Immunohistochemistry revealed both isoforms to protect TH-immunoreactive cells in the SNpc. (A) Optical density of striatal TH-immunoreactive fibers was decreased in all treatment groups 4 weeks after 6-OHDA administration (n = 14–15). (B) The density of TH-immunoreactive fibers was at the same level through the whole rostro-caudal axis of striatum (n = 14–15). (C) Representative images of striatal TH-immunoreactivity. (D) Optical density of striatal DAT-immunoreactive fibers [one-way ANOVA F_{(2, 29)} = 1.815, p = 0.181, n = 10–11]. (E) Optical density of DAT-immunoreactive fibers was increased in GDNF-treated animals throughout whole striatum [two-way ANOVA treatment effect p = 0.015, One-way ANOVA rostral F_{(2, 28)} = 1.358, p = 0.274; central: F_{(2, 28)} = 1.045, p = 0.375; caudal: F_{(2, 29)} = 2.343, p = 0.114, n = 10–11]. (F) Representative images of striatal DAT-immunoreactivity. (G) Both GDNF isoforms increased the number of TH-immunoreactive cells in the SNpc [one-way ANOVA F_{(2, 42)} = 8.828, p < 0.001, followed by Fisher's LSD analysis, ^***p < 0.001, n = 14–16]. (H) The effect was consistent throughout the whole SNpc [One-way ANOVA rostral F_{(2, 42)} = 6.004, p = 0.005, Fisher's LSD post-hoc analysis α-GDNF vs.

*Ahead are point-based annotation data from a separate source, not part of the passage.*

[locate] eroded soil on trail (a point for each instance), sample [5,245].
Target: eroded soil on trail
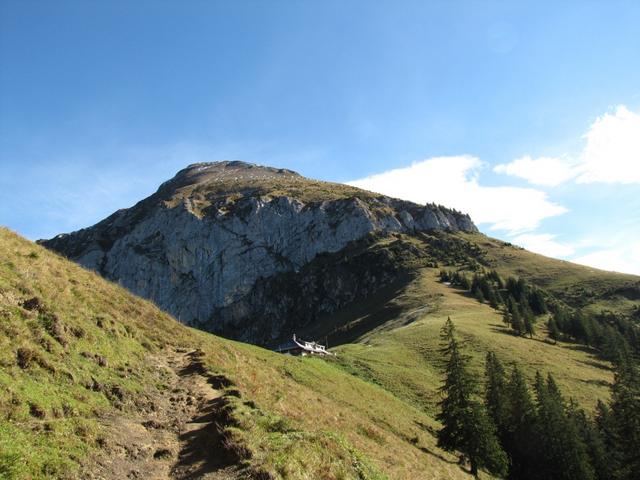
[174,433]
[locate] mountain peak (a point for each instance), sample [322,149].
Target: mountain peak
[228,170]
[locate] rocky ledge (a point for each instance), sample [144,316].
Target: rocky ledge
[202,242]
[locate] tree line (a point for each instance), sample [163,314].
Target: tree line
[532,432]
[613,335]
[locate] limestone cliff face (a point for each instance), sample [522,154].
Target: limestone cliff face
[203,243]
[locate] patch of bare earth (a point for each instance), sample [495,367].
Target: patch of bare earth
[175,432]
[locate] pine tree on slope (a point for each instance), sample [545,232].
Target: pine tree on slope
[465,425]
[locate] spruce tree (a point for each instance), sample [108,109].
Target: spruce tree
[465,425]
[625,419]
[563,448]
[517,324]
[520,438]
[529,327]
[554,331]
[495,391]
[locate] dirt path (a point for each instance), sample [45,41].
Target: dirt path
[174,435]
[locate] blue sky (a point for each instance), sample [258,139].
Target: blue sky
[525,114]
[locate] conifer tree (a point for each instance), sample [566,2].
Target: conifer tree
[554,331]
[625,419]
[520,439]
[465,425]
[495,390]
[564,450]
[529,327]
[517,324]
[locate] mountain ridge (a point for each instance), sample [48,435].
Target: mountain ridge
[201,242]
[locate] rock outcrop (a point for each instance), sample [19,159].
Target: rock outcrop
[202,245]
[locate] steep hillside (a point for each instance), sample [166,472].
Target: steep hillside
[205,243]
[96,382]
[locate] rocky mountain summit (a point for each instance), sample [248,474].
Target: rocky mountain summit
[224,245]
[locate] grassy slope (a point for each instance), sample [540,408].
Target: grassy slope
[299,418]
[406,360]
[577,284]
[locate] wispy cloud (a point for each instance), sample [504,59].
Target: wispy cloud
[611,154]
[545,171]
[454,181]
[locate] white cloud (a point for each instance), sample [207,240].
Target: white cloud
[544,244]
[611,155]
[623,258]
[453,182]
[612,151]
[547,171]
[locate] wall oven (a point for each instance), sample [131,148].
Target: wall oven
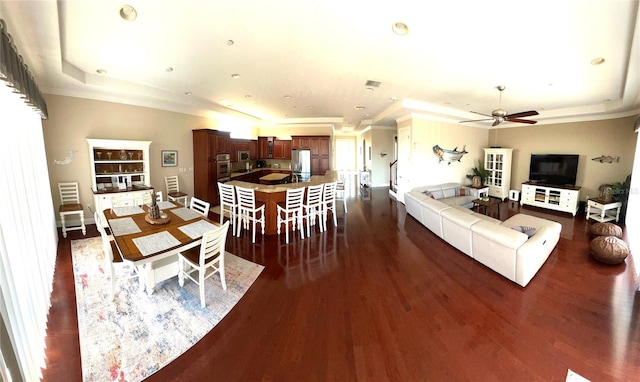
[223,167]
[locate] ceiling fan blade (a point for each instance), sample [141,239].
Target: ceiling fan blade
[477,120]
[486,115]
[522,121]
[521,114]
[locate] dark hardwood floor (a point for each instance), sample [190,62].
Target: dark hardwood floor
[381,298]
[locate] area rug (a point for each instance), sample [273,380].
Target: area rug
[136,334]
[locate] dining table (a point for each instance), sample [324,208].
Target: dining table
[152,245]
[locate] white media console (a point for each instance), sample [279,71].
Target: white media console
[558,198]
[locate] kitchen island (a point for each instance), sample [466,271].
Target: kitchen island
[272,194]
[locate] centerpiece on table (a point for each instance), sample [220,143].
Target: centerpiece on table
[155,216]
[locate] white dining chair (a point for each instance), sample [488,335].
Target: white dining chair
[228,204]
[250,211]
[206,259]
[200,206]
[70,205]
[173,191]
[290,211]
[313,207]
[113,261]
[329,204]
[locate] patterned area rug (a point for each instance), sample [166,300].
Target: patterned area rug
[136,334]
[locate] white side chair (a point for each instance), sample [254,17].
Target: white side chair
[200,206]
[173,191]
[329,203]
[70,205]
[249,211]
[206,259]
[313,207]
[111,255]
[228,205]
[290,211]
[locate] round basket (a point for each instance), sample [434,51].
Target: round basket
[163,219]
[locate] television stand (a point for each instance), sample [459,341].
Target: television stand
[557,198]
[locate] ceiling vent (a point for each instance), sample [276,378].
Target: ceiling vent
[372,84]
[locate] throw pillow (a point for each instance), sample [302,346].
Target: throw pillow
[529,231]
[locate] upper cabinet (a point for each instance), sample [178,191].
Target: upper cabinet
[118,164]
[498,163]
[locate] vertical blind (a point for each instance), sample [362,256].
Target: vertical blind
[28,235]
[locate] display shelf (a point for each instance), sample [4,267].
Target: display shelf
[497,161]
[118,167]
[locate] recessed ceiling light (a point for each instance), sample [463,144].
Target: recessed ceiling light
[400,29]
[128,13]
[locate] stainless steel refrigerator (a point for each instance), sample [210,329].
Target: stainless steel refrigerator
[301,164]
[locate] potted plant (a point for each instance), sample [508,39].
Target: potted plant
[479,171]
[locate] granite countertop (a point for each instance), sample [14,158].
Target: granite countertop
[329,176]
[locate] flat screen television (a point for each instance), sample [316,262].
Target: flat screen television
[554,169]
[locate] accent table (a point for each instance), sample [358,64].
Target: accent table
[604,210]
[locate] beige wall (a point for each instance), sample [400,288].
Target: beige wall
[73,120]
[381,142]
[614,137]
[425,166]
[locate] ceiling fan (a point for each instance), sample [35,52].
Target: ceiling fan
[500,115]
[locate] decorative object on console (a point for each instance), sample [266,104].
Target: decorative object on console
[449,155]
[68,159]
[606,159]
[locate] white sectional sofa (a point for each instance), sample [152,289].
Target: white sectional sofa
[495,244]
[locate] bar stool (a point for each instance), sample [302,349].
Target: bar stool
[70,205]
[291,211]
[313,207]
[249,210]
[228,203]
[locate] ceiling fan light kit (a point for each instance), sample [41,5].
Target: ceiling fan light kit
[500,115]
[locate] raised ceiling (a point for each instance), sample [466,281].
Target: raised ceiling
[308,61]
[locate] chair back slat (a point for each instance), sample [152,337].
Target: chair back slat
[69,193]
[213,245]
[294,198]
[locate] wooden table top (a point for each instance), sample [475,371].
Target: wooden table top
[131,252]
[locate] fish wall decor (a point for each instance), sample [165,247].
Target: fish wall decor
[606,159]
[449,155]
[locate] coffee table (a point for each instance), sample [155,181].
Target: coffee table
[486,205]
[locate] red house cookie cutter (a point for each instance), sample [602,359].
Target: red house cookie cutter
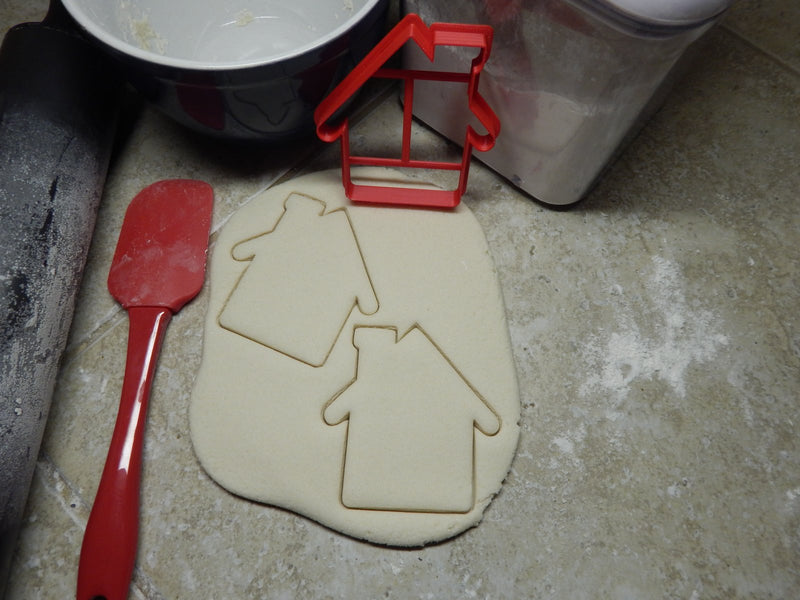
[428,39]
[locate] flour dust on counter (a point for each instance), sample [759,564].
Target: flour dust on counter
[357,366]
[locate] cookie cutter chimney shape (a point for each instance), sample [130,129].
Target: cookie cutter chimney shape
[411,27]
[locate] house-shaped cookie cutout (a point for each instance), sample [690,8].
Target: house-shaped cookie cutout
[412,29]
[304,278]
[411,420]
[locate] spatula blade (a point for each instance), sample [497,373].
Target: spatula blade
[161,253]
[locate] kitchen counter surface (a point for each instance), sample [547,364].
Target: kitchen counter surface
[656,332]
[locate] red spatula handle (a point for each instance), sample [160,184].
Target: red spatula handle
[109,544]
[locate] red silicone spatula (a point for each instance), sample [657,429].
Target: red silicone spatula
[158,266]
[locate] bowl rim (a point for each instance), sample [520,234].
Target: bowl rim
[85,20]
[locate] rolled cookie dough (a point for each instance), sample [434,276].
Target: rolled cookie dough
[356,363]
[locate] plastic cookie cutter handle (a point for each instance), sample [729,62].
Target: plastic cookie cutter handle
[411,27]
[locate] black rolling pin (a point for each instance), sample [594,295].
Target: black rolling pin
[58,111]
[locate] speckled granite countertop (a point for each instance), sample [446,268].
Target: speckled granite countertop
[656,335]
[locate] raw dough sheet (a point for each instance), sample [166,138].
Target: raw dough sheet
[356,364]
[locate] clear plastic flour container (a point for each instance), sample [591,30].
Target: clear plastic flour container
[571,80]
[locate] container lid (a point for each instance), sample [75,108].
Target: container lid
[668,13]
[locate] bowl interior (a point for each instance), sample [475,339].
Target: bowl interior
[216,34]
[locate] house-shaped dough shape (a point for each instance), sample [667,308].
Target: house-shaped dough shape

GFP p = 0.003 and β-GDNF vs. GFP p = 0.008; central F_{(2, 41)} = 8.784, p = 0.001, Fisher's LSD post-hoc analysis α-GDNF vs. GFP p = 0.004 and β-GDNF vs. GFP p < 0.0001; caudal F_{(2, 41)} = 7.214, p = 0.002 Fisher's LSD post-hoc analysis α-GDNF vs. GFP p = 0.001 and β-GDNF vs. GFP p = 0.004, ^**p < 0.01, ^***p < 0.001, n = 14–16]. (I) Representative images of TH-immunoreactivity in the SN. Scale bar 200 μm. Data expressed as mean ± SEM.

Figure 6

Both GDNF isoforms induced sprouting of TH- and DAT-immunoreactive fibers in globus pallidus. Representative images from intact side, GFP, α-GDNF, and β-GDNF treated animals. Scale bar is 500 μm.